Mohon tunggu...
KOMENTAR
Pendidikan

Tidak Semua Dalil Agama Dapat Dirasionalkan

12 April 2020   23:26 Diperbarui: 13 April 2020   22:53 428 1
Tidak semua dalil agama dapat dirasionalkan.


Hidup di dunia ini tentunya bukan selalu harus merasionalkan semua fenomena ataupun peristiwa yang sudah terjadi melainkan juga cukup hanya dengan mengimaninya. Teruntuk tentang ajaran keagamaan. Khususnya bagi agama mayoritas.
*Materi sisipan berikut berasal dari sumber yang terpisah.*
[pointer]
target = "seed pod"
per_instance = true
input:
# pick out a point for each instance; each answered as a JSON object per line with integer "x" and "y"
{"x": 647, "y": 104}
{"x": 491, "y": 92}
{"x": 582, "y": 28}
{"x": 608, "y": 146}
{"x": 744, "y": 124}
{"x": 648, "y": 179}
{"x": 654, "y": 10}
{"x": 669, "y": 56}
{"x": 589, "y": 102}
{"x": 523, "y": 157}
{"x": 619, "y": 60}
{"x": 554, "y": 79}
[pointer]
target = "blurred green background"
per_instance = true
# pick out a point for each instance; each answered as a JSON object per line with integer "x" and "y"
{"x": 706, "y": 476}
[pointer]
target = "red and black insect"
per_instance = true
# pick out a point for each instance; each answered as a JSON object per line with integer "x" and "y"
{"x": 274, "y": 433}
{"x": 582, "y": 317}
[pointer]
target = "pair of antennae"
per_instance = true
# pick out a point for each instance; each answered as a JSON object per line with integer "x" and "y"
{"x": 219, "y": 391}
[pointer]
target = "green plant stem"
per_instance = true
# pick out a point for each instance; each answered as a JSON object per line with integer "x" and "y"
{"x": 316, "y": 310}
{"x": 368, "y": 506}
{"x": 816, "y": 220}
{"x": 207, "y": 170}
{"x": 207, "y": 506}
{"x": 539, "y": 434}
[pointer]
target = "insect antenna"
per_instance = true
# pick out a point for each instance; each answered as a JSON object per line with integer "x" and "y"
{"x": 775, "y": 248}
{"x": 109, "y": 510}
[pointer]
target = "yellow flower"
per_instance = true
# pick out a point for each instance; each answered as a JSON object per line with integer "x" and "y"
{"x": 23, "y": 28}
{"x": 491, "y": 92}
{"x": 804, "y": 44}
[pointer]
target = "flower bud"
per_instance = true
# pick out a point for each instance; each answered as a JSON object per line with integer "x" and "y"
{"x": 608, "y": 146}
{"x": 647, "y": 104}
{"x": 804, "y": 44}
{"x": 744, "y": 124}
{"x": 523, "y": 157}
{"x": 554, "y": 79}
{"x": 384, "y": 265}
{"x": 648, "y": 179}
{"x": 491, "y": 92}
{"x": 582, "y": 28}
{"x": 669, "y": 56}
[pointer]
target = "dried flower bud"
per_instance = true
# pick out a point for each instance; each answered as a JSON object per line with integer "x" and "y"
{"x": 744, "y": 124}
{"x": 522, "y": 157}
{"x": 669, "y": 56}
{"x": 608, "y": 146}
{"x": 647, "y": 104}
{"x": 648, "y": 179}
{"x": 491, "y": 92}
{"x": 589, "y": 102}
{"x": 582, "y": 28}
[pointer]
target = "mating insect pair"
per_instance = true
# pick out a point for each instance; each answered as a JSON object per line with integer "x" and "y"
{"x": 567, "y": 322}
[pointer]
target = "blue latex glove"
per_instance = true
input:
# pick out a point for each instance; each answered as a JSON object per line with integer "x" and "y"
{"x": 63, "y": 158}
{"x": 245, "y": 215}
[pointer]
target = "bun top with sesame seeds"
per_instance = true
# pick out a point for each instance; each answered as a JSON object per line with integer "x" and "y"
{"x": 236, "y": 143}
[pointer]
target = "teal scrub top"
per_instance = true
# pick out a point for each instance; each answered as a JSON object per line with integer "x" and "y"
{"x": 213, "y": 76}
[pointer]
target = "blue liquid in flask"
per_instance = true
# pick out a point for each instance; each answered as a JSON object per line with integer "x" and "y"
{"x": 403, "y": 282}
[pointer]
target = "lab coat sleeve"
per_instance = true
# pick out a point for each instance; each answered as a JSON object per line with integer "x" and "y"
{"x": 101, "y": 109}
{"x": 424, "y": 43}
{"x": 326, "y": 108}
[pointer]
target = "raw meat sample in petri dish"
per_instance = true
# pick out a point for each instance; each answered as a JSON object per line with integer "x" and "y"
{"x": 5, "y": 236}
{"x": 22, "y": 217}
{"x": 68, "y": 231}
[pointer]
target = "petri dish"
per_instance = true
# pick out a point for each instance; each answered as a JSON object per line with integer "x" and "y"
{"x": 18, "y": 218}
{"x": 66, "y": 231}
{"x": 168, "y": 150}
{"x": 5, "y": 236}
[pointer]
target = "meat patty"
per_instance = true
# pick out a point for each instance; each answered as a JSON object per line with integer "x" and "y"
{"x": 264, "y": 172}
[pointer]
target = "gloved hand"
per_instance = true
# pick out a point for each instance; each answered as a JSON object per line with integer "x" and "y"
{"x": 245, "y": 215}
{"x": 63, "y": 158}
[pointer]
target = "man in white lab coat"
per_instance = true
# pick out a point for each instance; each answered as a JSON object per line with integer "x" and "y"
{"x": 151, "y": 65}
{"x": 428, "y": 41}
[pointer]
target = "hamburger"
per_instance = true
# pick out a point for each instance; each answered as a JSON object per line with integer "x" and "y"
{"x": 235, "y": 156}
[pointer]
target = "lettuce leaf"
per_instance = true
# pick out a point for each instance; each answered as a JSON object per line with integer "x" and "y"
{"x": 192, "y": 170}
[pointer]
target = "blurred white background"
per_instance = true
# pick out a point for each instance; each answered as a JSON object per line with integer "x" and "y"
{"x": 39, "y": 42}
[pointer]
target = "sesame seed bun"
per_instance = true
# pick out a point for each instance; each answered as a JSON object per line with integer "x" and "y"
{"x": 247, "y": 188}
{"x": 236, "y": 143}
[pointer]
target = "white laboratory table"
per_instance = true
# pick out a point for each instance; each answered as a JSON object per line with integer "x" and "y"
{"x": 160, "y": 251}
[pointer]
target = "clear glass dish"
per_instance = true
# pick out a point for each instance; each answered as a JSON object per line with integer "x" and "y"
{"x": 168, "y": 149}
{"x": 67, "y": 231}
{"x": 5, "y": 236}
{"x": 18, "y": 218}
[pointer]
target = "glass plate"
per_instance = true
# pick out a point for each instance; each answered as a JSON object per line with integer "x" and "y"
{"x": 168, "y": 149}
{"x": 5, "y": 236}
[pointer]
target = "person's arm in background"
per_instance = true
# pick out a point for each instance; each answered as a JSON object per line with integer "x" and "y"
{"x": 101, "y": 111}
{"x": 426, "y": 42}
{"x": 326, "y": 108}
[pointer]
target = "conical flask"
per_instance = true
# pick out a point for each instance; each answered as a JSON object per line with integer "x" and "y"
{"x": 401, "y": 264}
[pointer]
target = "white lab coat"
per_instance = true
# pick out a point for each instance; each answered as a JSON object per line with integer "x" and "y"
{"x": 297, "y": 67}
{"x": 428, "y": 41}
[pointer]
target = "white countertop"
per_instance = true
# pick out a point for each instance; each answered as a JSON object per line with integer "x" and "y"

Dalam memahami fenomena yang terjadi di alam semesta ini, terkhususnya di dunia. Tak akan pernah lepas dengan harus adanya pembuktian dari ilmu pengetahuan. Sehingga manusia mendapatkan rasionalitas dari dalil naqli yang sudah pasti tidak ada keraguan lagi bagi penganutnya. Banyak sudah hasil pembuktian para ilmuan tentang kebenaran hal tersebut, seperti contoh, kebenaran dalam surat Ar-rahman ayat 19-20 tentang air laut yang tidak menyatu (bercampur) yang ada di selat Gibraltal, pemisah antara benua Afrika dengan Eropa, tepatnya antara negara Maroko dan Spanyol¹. Kebenaran akan utuhnya jasad firaun pada masa kenabian Musa as, sebagaimana sudah terlukiskan didalam Surah Yunus ayat 92, yang menggemparkan dunia. Setelah dilakukannya penelitian oleh Prof. Dr. Maurice Bucaille kemudian menjadi pemimpin ahli bedah sekaligus penanggung jawab utama dalam penelitian mumi tersebut². Serta banyak lagi kebenaran-kebenaran dari dalil naqli tersebut.
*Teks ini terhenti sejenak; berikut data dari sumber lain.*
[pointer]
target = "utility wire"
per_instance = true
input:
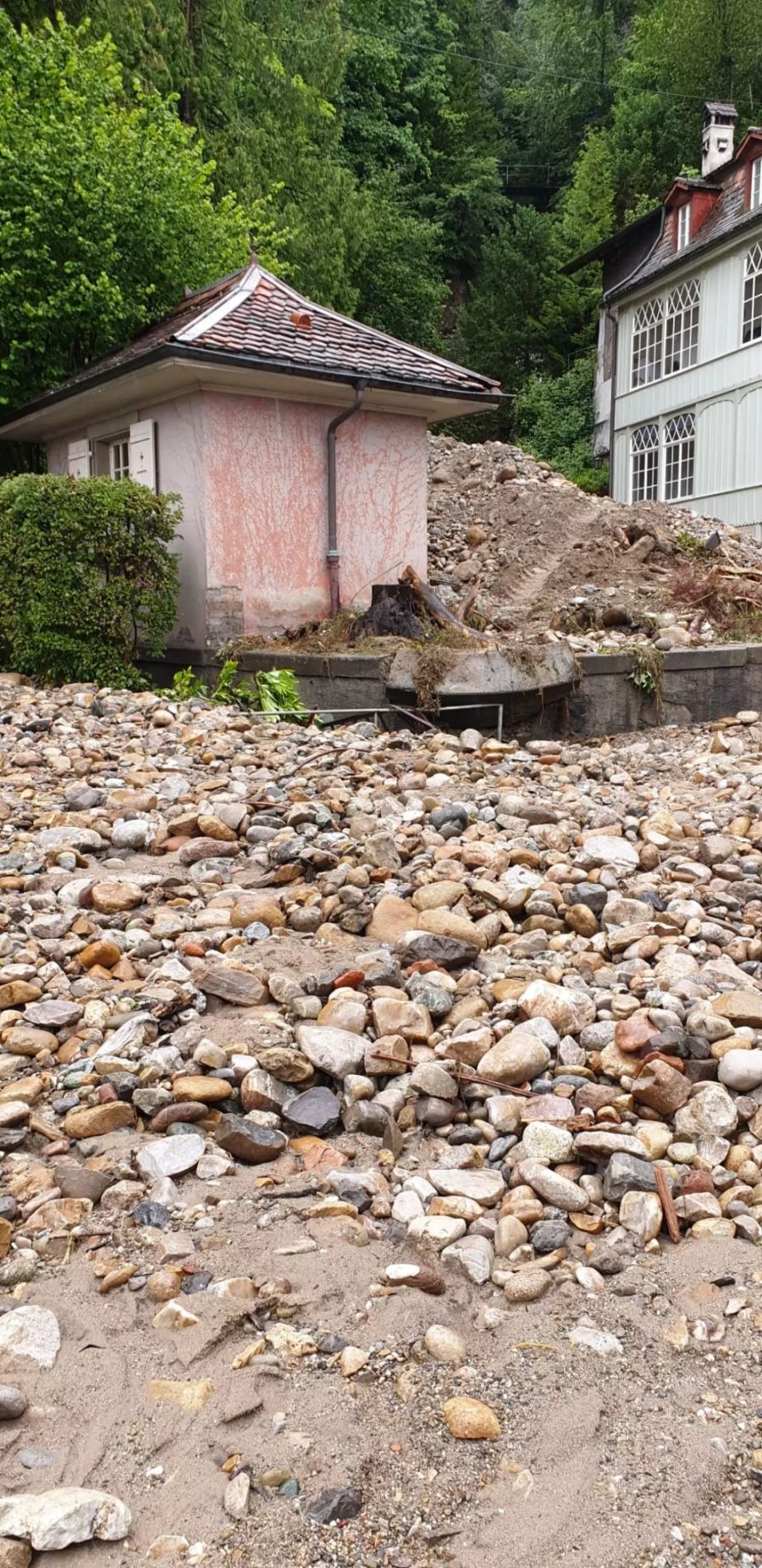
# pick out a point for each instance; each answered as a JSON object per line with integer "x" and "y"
{"x": 537, "y": 71}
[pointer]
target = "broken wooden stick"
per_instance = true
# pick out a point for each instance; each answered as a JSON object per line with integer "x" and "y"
{"x": 673, "y": 1225}
{"x": 439, "y": 610}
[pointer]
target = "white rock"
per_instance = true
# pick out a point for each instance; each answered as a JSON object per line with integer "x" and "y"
{"x": 406, "y": 1206}
{"x": 171, "y": 1156}
{"x": 544, "y": 1140}
{"x": 474, "y": 1255}
{"x": 436, "y": 1230}
{"x": 333, "y": 1051}
{"x": 444, "y": 1344}
{"x": 642, "y": 1214}
{"x": 592, "y": 1338}
{"x": 741, "y": 1070}
{"x": 52, "y": 1520}
{"x": 30, "y": 1332}
{"x": 604, "y": 849}
{"x": 485, "y": 1186}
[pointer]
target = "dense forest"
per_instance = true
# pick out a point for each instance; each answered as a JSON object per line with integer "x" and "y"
{"x": 427, "y": 165}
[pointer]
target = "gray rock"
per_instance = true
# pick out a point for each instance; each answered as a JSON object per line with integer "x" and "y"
{"x": 334, "y": 1504}
{"x": 548, "y": 1234}
{"x": 13, "y": 1402}
{"x": 316, "y": 1111}
{"x": 52, "y": 1520}
{"x": 248, "y": 1142}
{"x": 30, "y": 1333}
{"x": 627, "y": 1173}
{"x": 449, "y": 952}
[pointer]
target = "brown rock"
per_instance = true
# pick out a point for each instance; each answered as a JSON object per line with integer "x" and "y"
{"x": 93, "y": 1122}
{"x": 469, "y": 1420}
{"x": 16, "y": 993}
{"x": 80, "y": 1181}
{"x": 201, "y": 1087}
{"x": 233, "y": 985}
{"x": 102, "y": 954}
{"x": 634, "y": 1033}
{"x": 662, "y": 1087}
{"x": 113, "y": 897}
{"x": 741, "y": 1007}
{"x": 392, "y": 917}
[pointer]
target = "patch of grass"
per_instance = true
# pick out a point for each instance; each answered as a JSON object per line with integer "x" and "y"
{"x": 688, "y": 545}
{"x": 648, "y": 672}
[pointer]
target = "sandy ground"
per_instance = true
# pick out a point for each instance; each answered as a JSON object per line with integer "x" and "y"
{"x": 599, "y": 1457}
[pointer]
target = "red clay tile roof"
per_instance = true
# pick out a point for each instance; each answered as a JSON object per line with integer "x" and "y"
{"x": 267, "y": 325}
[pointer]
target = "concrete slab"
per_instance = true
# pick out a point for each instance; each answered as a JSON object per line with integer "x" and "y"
{"x": 488, "y": 672}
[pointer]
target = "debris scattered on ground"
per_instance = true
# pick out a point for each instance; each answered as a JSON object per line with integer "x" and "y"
{"x": 350, "y": 1089}
{"x": 537, "y": 556}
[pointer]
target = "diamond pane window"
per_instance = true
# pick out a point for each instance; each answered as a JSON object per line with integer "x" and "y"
{"x": 753, "y": 295}
{"x": 648, "y": 342}
{"x": 645, "y": 463}
{"x": 756, "y": 184}
{"x": 681, "y": 326}
{"x": 679, "y": 457}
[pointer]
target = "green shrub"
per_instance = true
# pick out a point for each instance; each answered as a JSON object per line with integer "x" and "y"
{"x": 85, "y": 576}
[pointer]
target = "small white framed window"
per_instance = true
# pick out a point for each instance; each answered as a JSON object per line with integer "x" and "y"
{"x": 681, "y": 326}
{"x": 119, "y": 458}
{"x": 756, "y": 184}
{"x": 648, "y": 342}
{"x": 679, "y": 457}
{"x": 645, "y": 463}
{"x": 684, "y": 226}
{"x": 753, "y": 295}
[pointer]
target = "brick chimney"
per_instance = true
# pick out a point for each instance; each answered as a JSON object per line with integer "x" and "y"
{"x": 717, "y": 140}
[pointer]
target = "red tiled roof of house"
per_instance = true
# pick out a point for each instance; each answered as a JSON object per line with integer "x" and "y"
{"x": 261, "y": 320}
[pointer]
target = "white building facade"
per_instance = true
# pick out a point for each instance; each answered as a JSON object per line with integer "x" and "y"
{"x": 679, "y": 368}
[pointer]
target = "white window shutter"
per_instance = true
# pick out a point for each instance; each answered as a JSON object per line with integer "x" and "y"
{"x": 79, "y": 460}
{"x": 143, "y": 453}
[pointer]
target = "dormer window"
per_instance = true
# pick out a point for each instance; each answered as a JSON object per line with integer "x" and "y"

Dalil tersebut hanya terdiri dari beberapa kalimat dan bahkan paragraf, akan tetapi kebenarannya jika akan dibuktikan bisa menjadi sebuah buku seperti yang sudah dilakukan oleh Prof. Dr. Maurice Bucaille dengan judul buku yaitu The Bible, the Qur'an, and Science : The Holy Scriptures Examined in the Light of Modern Knowledge. Tentunya sekali lagi, tidak ada keraguan lagi bagi penganutnya, terkecuali terhadap beberapa peristiwa seperti, isra'mikrat nabi Muhammad saw, nabi Musa as membelah lautan, nabi Sulaiman as dapat berbicara dengan hewan dan lain sebagainya. Jika hal tersebut dirasionalkan, maka tidak akan pernah menemukannya melainkan hal tersebut sudah masuk dalam ranah iman atau cukup untuk kita yakini bahwa hal tersebut benar-benar terjadi tanpa membutuhkan rasionalitas lagi. Dikarenakan demikian, bahwa hal tersebut merupakan sebuah mukjizat atau keistimewaan bagi setiap nabi atau Rosul yang dikhendaki oleh-Nya.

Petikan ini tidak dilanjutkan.